If there was any buzzword that reigned supreme over the past year related to workplace harassment and discrimination issues, it would be "civility." Given recent history, an emphasis on civility is a laudable goal.
As a nation, we have watched the complaints against large-scale media moguls turn into a movement encouraging women who have suffered harassment and discrimination to step into the light with their experiences -- the #MeToo movement.
The business community was forced to come to terms with the reality that sexual harassment in the workplace is not an aberration that takes place in the shadows, but an omnipresent reality and a condition of work for many employees.

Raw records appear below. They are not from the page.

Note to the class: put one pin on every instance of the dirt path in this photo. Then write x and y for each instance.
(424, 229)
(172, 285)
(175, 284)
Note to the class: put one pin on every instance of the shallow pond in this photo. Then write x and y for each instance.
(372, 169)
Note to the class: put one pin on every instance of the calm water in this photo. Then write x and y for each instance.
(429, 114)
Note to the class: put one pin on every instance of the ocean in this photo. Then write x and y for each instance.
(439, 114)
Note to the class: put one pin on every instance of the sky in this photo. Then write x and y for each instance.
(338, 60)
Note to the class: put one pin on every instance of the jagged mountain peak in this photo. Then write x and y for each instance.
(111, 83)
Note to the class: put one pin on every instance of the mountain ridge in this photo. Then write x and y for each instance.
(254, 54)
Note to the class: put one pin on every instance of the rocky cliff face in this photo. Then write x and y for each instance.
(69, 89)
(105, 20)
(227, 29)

When Harvey Weinstein's victims came forward, they provided accounts of the "wink-wink-nod-nod" culture of harassment that was so blatant that comedians actually joked about his behavior on national television.
The limited statistical data supports this assertion that harassment is not a clandestine action, but a part of the workplace culture for far too many companies.
A recent study published by National Public Radio reported that 81 percent of women and 43 percent of men have experienced sexual harassment. Specifically, this survey exposed that extraordinarily deviant behavior like sexual assault is actually fairly common.
These reports come 30 years after employers began regularly providing sexual harassment training for employees. In 1998, the Supreme Court issued two opinions that had an impact on employer sexual harassment training, deciding companies that have hosted sexual harassment training may be able to avoid liability in a lawsuit.
Since these opinions, employee training on harassment and discrimination has focused on legal standards. Front line management has been instructed on what the law defines as a "hostile work environment" and/or sexual discrimination.
Managers watch slideshows that walk through the history of federal employment law and the standards that apply. The ultimate goal has always been risk management.
While a good step, these trainings have not accomplished a great deal. Given the gravity and inequity of the situation, the Equal Employment Opportunity Commission, the federal agency tasked with enforcing federal employment law, issued a new directive in October 2017.
The EEOC announced that training should focus on treating employees decently as opposed to simply teaching managers to recognize risk. This training has widely been dubbed as "civility training."
The goal of the training is to encourage employees to treat each other with respect and decency. Further, employees are encouraged to come forward to management, if they observe a co-worker not being treated with respect.
This EEOC initiative has led to a number of positive reforms. Employers have instituted new forms of training that focus on an inclusive and healthy work environment instead of just avoiding a lawsuit.
Along these lines, employers also have reinforced policies that demand that co-workers treat each other with civility. However, these trainings sometimes fail to point out that there are times when it is difficult to act civil.
When an employee has been harassed based on sex or race, the employee's response may not be civil as defined by the employer's code of conduct. Similarly, when an employee is frustrated from a perceived lack of response by management to his or her complaints of harassment or discrimination, the employee might behave in a way that defies the guidelines of civility.
The employer's response to an uncivil response in the face of harassment could define other employees' expectations of whether they can come forward. Even with the most noble of intentions, employers must understand the context of an employee's actions before taking disciplinary action.
If a person has stepped outside the bounds of civility because he or she has been treated in a grossly uncivil manner, any discipline against that employee could be seen as retaliation instead of enforcing workplace codes of conduct.